A new family of digital temperature and voltage sensors for use in desktop computers and workstations that use the simple serial transport (SST) bus has been released by Analog Devices (ADI). The company's ADT748x family of sensors incorporates a 10-bit analog-to-digital converter (ADC) to provide accurate, high-performance communication of temperature and voltage levels over a reliable, high-speed environmental management bus.
In addition to monitoring temperature and voltage, the company says that the new family also allows designers to use emerging features found in next-generation Intel core-logic chipsets to further enhance overall system performance and efficiency.

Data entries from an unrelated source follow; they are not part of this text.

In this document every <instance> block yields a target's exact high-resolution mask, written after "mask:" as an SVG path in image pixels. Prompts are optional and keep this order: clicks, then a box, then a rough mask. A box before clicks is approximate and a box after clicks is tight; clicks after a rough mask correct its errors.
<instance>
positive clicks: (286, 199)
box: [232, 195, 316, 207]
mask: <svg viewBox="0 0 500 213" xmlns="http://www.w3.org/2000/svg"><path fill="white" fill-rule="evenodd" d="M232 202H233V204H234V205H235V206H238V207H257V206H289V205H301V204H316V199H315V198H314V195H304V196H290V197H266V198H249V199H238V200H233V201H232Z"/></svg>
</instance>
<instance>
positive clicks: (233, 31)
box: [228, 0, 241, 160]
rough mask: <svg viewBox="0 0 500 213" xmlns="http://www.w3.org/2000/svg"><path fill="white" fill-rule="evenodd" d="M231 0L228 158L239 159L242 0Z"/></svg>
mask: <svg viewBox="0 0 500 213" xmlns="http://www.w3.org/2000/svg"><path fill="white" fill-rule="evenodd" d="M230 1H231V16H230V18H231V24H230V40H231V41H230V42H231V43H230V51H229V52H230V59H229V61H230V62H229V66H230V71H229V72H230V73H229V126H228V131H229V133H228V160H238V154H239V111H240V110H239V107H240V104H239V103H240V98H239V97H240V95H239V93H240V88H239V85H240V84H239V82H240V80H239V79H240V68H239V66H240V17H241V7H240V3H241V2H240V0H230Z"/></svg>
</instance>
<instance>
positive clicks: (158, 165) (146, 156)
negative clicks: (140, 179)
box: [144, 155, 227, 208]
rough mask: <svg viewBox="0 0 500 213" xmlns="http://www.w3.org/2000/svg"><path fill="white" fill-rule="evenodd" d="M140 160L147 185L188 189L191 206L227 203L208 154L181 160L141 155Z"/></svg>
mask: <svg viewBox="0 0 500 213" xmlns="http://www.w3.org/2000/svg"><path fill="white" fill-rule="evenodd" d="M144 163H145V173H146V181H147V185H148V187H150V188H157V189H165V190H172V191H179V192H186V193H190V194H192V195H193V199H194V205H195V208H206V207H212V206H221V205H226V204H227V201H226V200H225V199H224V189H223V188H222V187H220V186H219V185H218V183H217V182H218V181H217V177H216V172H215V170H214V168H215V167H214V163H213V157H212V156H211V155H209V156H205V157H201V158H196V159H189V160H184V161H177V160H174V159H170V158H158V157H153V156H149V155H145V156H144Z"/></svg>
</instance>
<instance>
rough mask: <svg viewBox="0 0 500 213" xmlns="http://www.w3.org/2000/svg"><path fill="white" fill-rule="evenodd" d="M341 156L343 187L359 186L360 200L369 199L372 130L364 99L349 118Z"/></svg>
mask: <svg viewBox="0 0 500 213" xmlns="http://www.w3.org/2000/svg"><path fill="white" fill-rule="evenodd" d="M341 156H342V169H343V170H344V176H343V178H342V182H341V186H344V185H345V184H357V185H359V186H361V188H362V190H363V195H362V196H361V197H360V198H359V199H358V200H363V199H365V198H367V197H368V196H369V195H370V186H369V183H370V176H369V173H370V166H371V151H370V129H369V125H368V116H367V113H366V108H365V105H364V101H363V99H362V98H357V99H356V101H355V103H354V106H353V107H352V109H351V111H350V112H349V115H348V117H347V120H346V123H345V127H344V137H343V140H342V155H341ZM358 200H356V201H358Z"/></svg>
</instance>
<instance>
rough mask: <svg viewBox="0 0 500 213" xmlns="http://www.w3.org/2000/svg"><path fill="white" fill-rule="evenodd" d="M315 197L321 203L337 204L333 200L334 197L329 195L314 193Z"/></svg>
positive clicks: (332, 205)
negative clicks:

Explains John Blake, ADI's Power and Thermal Management line director. "By supporting the SST bus, the ADT748x family provides a sensor solution that relays information related to temperature and voltage directly to the core logic, and in realtime. Leveraging the speed and accuracy of the SST bus, ADI's digital temperature and voltage sensors take full advantage of Intel's next-generation chipset features, such as its Quiet Platform Technology, which reduces the number of discrete fan control components in the system, thereby lowering BOM costs."
SST bus
The SST bus is the result of a collaborative design effort between Analog Devices and Intel. The SST bus is used to relay key environmental information, such as temperature and voltage, to the core logic or dedicated ASIC fan-speed controllers, improving the reliability and performance in PCs, servers and workstations. According to ADI, the SST bus is the fastest, most robust, noise-immune and scalable interface available for communicating environmental data. Thermal sensors using the SST bus incur only one error for every billion bits processed. Other high-performance options, such as the SMBus (system management bus), measure about one error every 10 000 bits when tested in the same environment on new PC motherboards, according to ADI.
The ADT748x family
The ADT748x family of temperature and voltage sensors operates at speeds over 1 Mbps and is housed in a small package (8/10-pin MSOP) for easy placement in areas where space is at a premium. The ADT7484A and ADT7486A are simple, 1°C accurate, digital temperature sensors that monitor their own temperature, as well as one (ADT7484A) or two (ADT7486A) remote sensor diodes. The ADT7485A digital temperature sensor and voltage monitor can sense its own temperature, as well as that of a remote sensor diode. The ADT7485A can also monitor four external voltage channels and its own supply voltage using its on-board 10-bit ADC. A single, bidirectional SST data line controls all the devices in the ADT784x family.